In general, you should limit your robot to a few requests per minute maximum, and ensure a few seconds between each request. You also should limit the total number of accesses to a site, to prevent loops. |
(4) Tolerate Loops and Dups and Other Problems | |
Handle All Return Codes | You must be prepared to handle all HTTP status codes, including redirects and errors. You should also log and monitor these codes. A large number of non-success results on a site should cause investigation. It may be that many URLs are stale, or the server refuses to serve documents to robots. |
Canonicalize URLs | Try to remove common aliases by normalizing all URLs into a standard form. |
Aggressively Avoid Cycles | Work very hard to detect and avoid cycles. Treat the process of operating a crawl as a feedback loop. The results of problems and their resolutions should be fed back into the next crawl, making your crawler better with each iteration. |
Monitor for Traps | Some types of cycles are intentional and malicious. These may be intentionally hard to detect. Monitor for large numbers of accesses to a site with strange URLs. These may be traps. |
Maintain a Blacklist | When you find traps, cycles, broken sites, and sites that want your robot to stay away, add them to a blacklist, and don't visit them again. |
(5) Scalability | |
Understand Space | Work out the math in advance for how large a problem you are solving.

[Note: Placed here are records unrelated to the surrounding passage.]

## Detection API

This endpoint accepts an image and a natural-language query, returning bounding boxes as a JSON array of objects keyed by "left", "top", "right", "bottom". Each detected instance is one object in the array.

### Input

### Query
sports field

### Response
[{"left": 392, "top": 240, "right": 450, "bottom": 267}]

You may be surprised how much memory your application will require to complete a robotic task, because of the huge scale of the Web. |
Understand Bandwidth | Understand how much network bandwidth you have available and how much you will need to complete your robotic task in the required time. Monitor the actual usage of network bandwidth. You probably will find that the outgoing bandwidth (requests) is much smaller than the incoming bandwidth (responses). By monitoring network usage, you also may find the potential to better optimize your robot, allowing it to take better advantage of the network bandwidth by better usage of its TCP connections. |
Understand Time | Understand how long it should take for your robot to complete its task, and sanity check that the progress matches your estimate. If your robot is way off your estimate, there probably is a problem worth investigating. |
Divide and Conquer | For large-scale crawls, you will likely need to apply more hardware to get the job done, either using big multiprocessor servers with multiple network cards, or using multiple smaller computers working in unison. |
(6) Reliability | |
Test Thoroughly | Test your robot thoroughly internally before unleashing it on the world. When you are ready to test off-site, run a few, small, maiden voyages first. Collect lots of results and analyze your performance and memory use, estimating how they will scale up to the larger problem. |
Checkpoint | Any serious robot will need to save a snapshot of its progress, from which it can restart on failure. There will be failures: you will find software bugs, and hardware will fail. Large-scale robots can't start from scratch each time this happens. Design in a checkpoint/restart feature from the beginning. |
Fault Resiliency | Anticipate failures, and design your robot to be able to keep making progress when they occur. |
(7) Public Relations | |
Be Prepared | Your robot probably will upset a number of people. Be prepared to respond quickly to their enquiries. Make a web page policy statement describing your robot, and include detailed instructions on how to create a robots.txt file. |
Be Understanding | Some of the people who contact you about your robot will be well informed and supportive; others will be naïve. A few will be unusually angry. Some may well seem insane. It's generally unproductive to argue the importance of your robotic endeavor. Explain the Robots Exclusion Standard, and if they are still unhappy, remove the complainant URLs immediately from your crawl and add them to the blacklist. |
Be Responsive | Most unhappy webmasters are just unclear about robots. If you respond immediately and professionally, 90% of the complaints will disappear quickly. On the other hand, if you wait several days before responding, while your robot continues to visit a site, expect to find a very vocal, angry opponent. |
See Chapter 4 for more on optimizing TCP performance.